UNITED NATIONS, Sept 25(AP): The head of the United Nations warned gathered leaders Tuesday that impunity, inequality and uncertainty are driving modern civilization toward "a powder keg that risks engulfing the world" - the latest clarion call from Antonio Guterres that the global situation is becoming intolerable and unsustainable.
"We can't go on like this," the secretary-general said in an alarming state-of-the-world address as he opened the annual high-level gathering of the U.N.'s 193 member nations.
He said the world is in "an era of epic transformation" and facing challenges never seen before, with geopolitical divisions deepening, the planet heating and wars raging in the Middle East, Ukraine, Sudan and elsewhere with no clue how they will end.
"We are edging towards the unimaginable - a powder keg that risks engulfing the world," Guterres told presidents, prime ministers and ministers in the vast General Assembly hall.
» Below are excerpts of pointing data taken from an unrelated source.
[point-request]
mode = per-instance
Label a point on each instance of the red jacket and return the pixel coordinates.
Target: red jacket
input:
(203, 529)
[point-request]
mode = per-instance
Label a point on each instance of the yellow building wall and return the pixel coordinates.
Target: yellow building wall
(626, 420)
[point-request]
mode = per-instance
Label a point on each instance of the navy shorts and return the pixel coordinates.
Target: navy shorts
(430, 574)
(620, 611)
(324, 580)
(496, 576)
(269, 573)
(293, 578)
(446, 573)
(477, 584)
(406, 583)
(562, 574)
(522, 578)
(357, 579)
But he stopped short of saying hope was gone. "The challenges we face," he said, "are solvable."
Guterres wasn't the only one worried about the state of the world. "I cannot recall a time of greater peril than this," said King Abdullah II of Jordan.
Guterres called the situation in Gaza "a nonstop nightmare that threatens to take the entire region with it." He said escalating air attacks across the Israel-Lebanon border have put Lebanon "at the brink." In Ukraine, he said, there is no sign of an end to the war that followed Russia's February 2022 invasion. In Sudan, he said, "a brutal power struggle has unleashed horrific violence," including widespread rape, and a "humanitarian catastrophe is unfolding as famine spreads."
The U.N. chief also pointed to "appalling levels of violence and human suffering" from Myanmar and Congo to Haiti, Yemen and beyond, and the expanding terrorist threat in Africa's Sahel region. He said the Summit of the Future that preceded Tuesday's start of the assembly's nearly weeklong "General Debate," was a first step. "But we have a long way to go."
At the two-day summit, the world's nations adopted a "Pact for the Future." It's a blueprint for starting to address challenges from tackling climate change and poverty to putting guardrails on artificial intelligence.